“Sin una revolución educacional, bien profunda, la injusticia y la desigualdad continuarán prevaleciendo aun por encima de las satisfacciones materiales de todos los ciudadanos del país”.

“Si bien es cierto que muchos reconocen a nuestro país grandes avances en salud, educación, deportes, cual si esos fueran los únicos objetivos, o los objetivos finales de nuestras luchas o de nuestras vidas, habría que decir: Nosotros buscamos algo mucho más noble, buscamos justicia para todos”.

"Cuba ha demostrado que para combatir las drogas lo que hace falta es justicia y desarrollo social.

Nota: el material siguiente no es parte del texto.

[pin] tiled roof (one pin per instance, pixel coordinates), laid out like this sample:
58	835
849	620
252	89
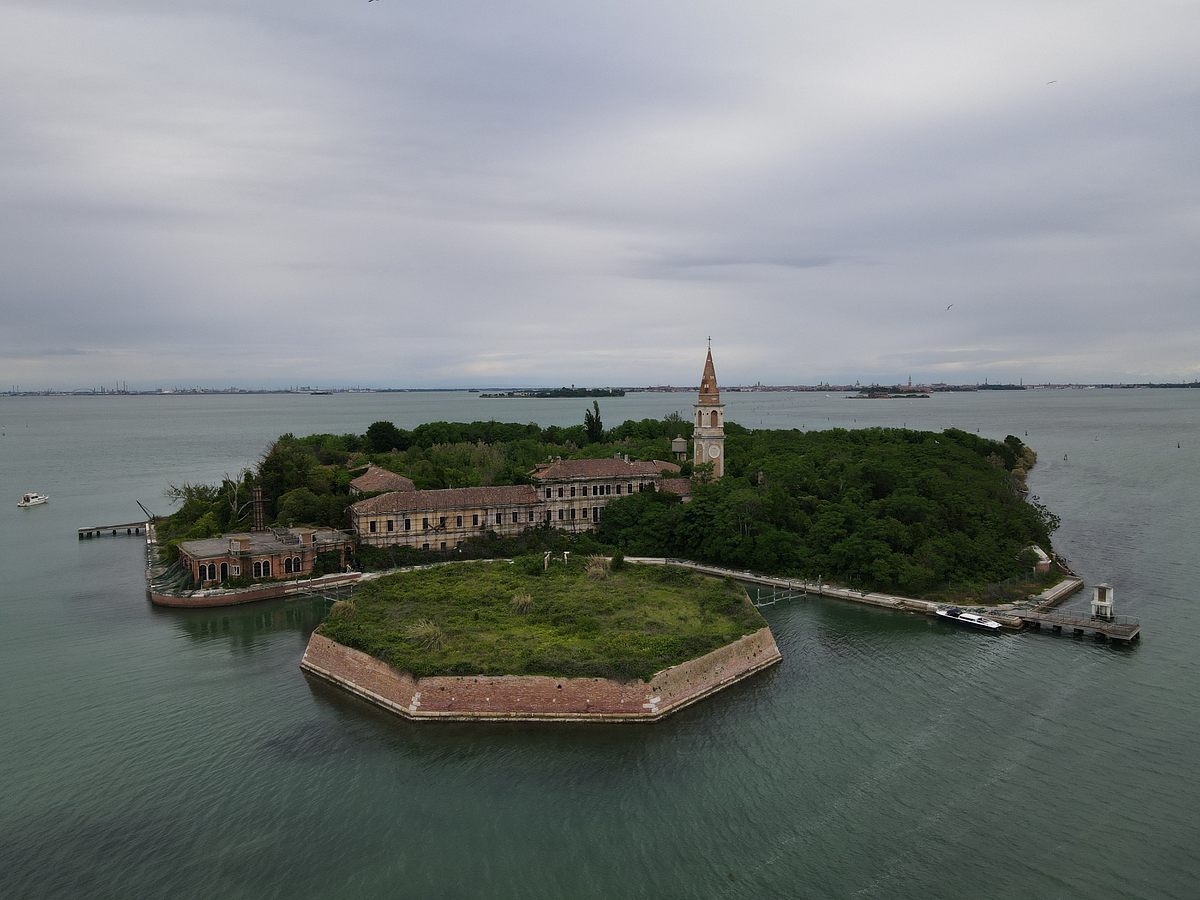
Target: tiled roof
600	468
377	479
448	498
681	486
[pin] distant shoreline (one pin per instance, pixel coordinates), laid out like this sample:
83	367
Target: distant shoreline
538	393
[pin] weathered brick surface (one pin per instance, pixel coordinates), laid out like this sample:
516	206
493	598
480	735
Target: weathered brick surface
538	697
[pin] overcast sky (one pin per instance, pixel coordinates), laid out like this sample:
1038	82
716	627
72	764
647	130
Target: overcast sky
409	193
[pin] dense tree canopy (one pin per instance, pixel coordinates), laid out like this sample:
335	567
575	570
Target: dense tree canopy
882	508
888	509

En nuestro país, el índice de crímenes por cada cien mil habitantes es uno de los más bajos del mundo. Ningún otro del hemisferio puede mostrar tan bajos índices de violencia. Es conocido que a pesar del bloqueo, ningún otro posee tan elevados niveles de educación."

"Cuba continuará cooperando con los programas de salud, educación y el desarrollo social de los países hermanos que, a pesar de obstáculos, avances y retrocesos, serán cada vez más irreductiblemente libres."

"Por la mente del fundador del olimpismo no pasaba el deporte tarifado ni el mercado de atletas. Ese fue también el noble objetivo de la Revolución cubana, lo cual implicaba el deber de promover tanto el deporte como la salud, la educación, la ciencia, la cultura y el arte, que fueron siempre principios irrenunciables de la Revolución".

“Hoy lo que se valora es lo que sucederá en nuestro planeta globalizado en un futuro próximo. Cómo podrían escapar los seres humanos de la ignorancia, la carencia de recursos elementales para alimento, salud, educación, vivienda, empleo decoroso, seguridad y remuneración justa. Lo que es más importante, si será esto o no posible, en este minúsculo rincón del Universo. Si meditar sobre esto sirve de algo, será para garantizar en realidad la supremacía del ser humano.”

“Sin esos años que dispusimos para educar, sembrar ideas, conciencia, sentimientos de profunda solidaridad en el seno del pueblo y un generoso espíritu internacionalista, nuestro pueblo no habría tenido fuerzas para resistir.”

“La independencia no es una bandera, o un himno, o un escudo; la independencia no es una cuestión de símbolo, la independencia depende del desarrollo, la independencia depende de la tecnología, depende de la ciencia en el mundo de hoy. ¿Cómo podemos alcanzar eso sin educación?”
 

“Los autómatas están sustituyendo a los soldados, los medios masivos a los educadores, y los gobiernos empiezan a ser sobrepasados por los acontecimientos sin saber qué hacer. En la desesperación de muchos líderes políticos internacionales se aprecia la impotencia ante los problemas que se acumulan en sus despachos de trabajo y las reuniones internacionales cada vez más frecuentes."

"La educación también fue, desde el triunfo mismo de la Revolución, y lo será siempre, uno de los objetivos fundamentales de nuestra épica lucha por una sociedad verdaderamente justa, libre y humana. La experiencia vivida y los resultados alcanzados hacen innecesario argumentarlo.